The English had different attitudes to the enslavement of Native Americans and of Africans. The enslavement of Indians was primarily to establish an ordered society. Since the Indians were already settled in the Americas, and the British wished to encourage colonization, there were, at first, writings emphasizing the possibility of peaceful relations, not the goal of conquest or the exploitation of native labor. The willingness to treat Indians in some way like Englishmen with regard to enslavement ended, however, after Bacon’s Rebellion in 1622, and “by the early eighteenth century, Indian and African slaves alike were valued for their ability to produce cash crops for English markets” (p. 227).

The English attitudes to Africans began somewhat differently, both because African slavery had already been firmly established by the Spaniards in Latin America, and because of the greater presence of African slaves in Spain and Portugal than elsewhere in Europe.
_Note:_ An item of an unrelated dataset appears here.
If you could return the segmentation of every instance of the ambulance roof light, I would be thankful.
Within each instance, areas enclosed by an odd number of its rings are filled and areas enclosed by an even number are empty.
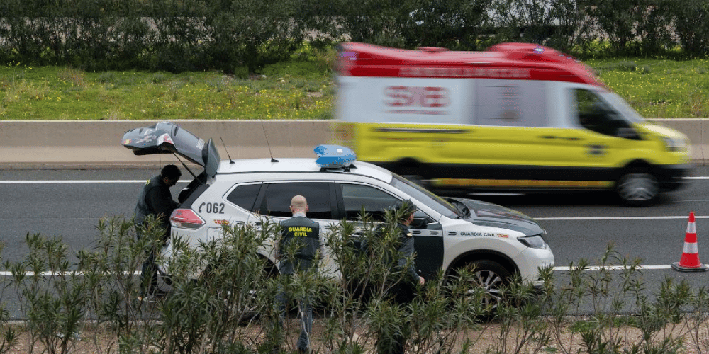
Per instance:
[[[421,52],[426,52],[428,53],[440,53],[441,52],[447,52],[448,48],[444,48],[442,47],[418,47],[416,50],[420,50]]]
The first Africans had come to the English colonies as slaves, arriving from Spanish America. The limited contacts of Englishmen with Africa made them knowledgeable about the existence and role of slavery among Africans. While the introduction of English colonial laws about the slavery of Africans and Native Americans did not come until the 1660s, it is argued that these laws mainly codified what the English had long been doing anyhow: as Guasco claims, “the English were really only protecting themselves and thereby ensuring their ability to continue doing what other Englishmen had already been doing for the better part of a hundred years” (p. 233).

In describing English attitudes concerning slavery for Englishmen, Native Americans, and Africans, there is much interesting information provided on slavery in Spain and Spanish America, as well as in the Islamic nations, including the enslavement of white Europeans in the Mediterranean Sea regions, the role of manumission in maintaining slave societies, and the repercussions of Anglo-Spanish military conflicts for New World territory.

Guasco’s arguments are based on numerous primary and secondary sources, predominantly in English. This book represents an important contribution to the study of slavery and other forms of human bondage in the early modern Atlantic world, and will have an influence upon discussions of the rise of slavery and racism throughout the Americas.